US President Donald Trump filed a lawsuit against the BBC on Monday, demanding at least $10 billion over a documentary that altered his 2021 speech to supporters ahead of the US Capitol riot.
The case, filed in federal court in Miami, demands “damages in an amount not less than $5,000,000,000” for each of the two charges against the British broadcaster, alleging defamation and violating the Florida Deceptive and Unfair Trade Practices Act.
Trump, 79, had already stated on Monday that the lawsuit was impending, saying the BBC had “put words in my mouth,” even speculating that “they used AI or something.”

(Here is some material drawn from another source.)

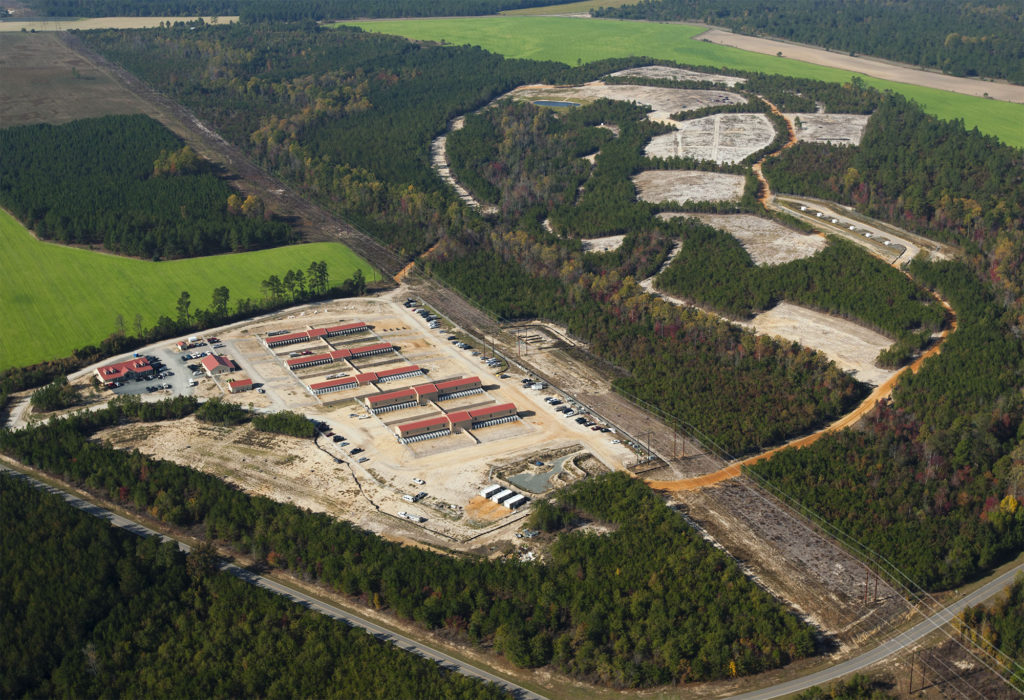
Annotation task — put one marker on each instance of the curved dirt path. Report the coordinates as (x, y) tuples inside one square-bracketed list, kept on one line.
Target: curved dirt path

The documentary in question aired on the BBC’s flagship current affairs program “Panorama” last year, ahead of the 2024 election.

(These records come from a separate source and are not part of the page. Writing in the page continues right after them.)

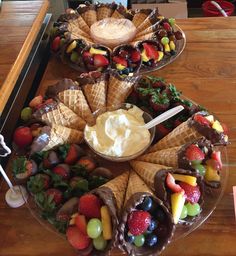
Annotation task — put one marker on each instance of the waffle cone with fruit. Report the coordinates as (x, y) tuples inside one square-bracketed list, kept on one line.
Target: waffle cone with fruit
[(194, 128), (56, 135), (70, 94), (119, 89), (59, 114), (89, 14), (138, 217)]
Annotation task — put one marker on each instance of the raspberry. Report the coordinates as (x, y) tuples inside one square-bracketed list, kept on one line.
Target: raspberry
[(138, 222)]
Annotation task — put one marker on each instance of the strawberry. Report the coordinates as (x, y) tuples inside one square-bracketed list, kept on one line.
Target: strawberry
[(77, 239), (120, 60), (36, 101), (56, 43), (201, 120), (81, 224), (55, 194), (135, 56), (151, 52), (100, 60), (62, 170), (72, 155), (90, 206), (192, 193), (88, 162), (216, 155), (194, 153), (170, 182), (138, 222)]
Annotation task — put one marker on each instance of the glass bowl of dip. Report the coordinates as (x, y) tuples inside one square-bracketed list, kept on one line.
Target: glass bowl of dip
[(117, 135)]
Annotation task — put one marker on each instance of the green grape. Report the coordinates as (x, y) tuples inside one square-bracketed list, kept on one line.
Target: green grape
[(26, 113), (139, 240), (99, 243), (94, 228), (172, 21), (193, 209), (165, 40), (74, 56), (184, 212), (200, 168)]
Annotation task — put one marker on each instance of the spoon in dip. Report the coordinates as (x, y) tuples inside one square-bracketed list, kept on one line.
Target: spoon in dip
[(164, 116)]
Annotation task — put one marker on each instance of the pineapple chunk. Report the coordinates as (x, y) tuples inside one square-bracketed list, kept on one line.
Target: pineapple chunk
[(177, 204), (191, 180)]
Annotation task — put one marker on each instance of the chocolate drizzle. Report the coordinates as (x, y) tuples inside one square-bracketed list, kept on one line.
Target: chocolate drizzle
[(132, 250)]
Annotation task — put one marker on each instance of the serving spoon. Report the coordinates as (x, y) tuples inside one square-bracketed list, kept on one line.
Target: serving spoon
[(164, 116)]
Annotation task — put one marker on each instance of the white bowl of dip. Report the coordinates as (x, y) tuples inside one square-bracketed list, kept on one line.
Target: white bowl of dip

The video stitched together two unrelated pieces of Trump’s speech on January 6, 2021, giving the impression that he directly encouraged supporters to attack the Capitol, where senators were confirming Joe Biden’s 2020 election victory.
“The formerly respected and now disgraced BBC defamed President Trump by intentionally, maliciously, and deceptively doctoring his speech in a brazen attempt to interfere in the 2024 Presidential Election,” a spokesperson for Trump’s legal team said in a statement to AFP.

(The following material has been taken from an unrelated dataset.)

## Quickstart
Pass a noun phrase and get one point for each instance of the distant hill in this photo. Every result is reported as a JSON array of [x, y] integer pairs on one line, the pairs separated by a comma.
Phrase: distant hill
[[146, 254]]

“The BBC has a long pattern of deceiving its audience in coverage of President Trump, all in service of its own leftist political agenda,” the statement added.
The British Broadcasting Corporation, whose audience extends far beyond the United Kingdom, experienced difficulty last month after a media article resurfaced the modified clip.
The controversy forced the BBC’s director-general and top news officer to quit.
Trump’s complaint alleges that the modified remarks in the documentary is…
“fabricated and aired by the Defendants one week before the 2024 Presidential Election in a brazen attempt to interfere in and influence the Election’s outcome to President Trump’s detriment.”
The BBC has rebuffed Trump’s legal defamation charges, albeit its chairman, Samir Shah, has sent him an apologetic letter.
Shah also told a UK parliamentary committee last month that the broadcaster should have acted sooner to admit its blunder when it was revealed in a document leaked to The Daily Telegraph newspaper.
The BBC lawsuit is the latest in a series of legal proceedings filed by Trump against media corporations in recent years, several of which have resulted in multimillion-dollar settlements.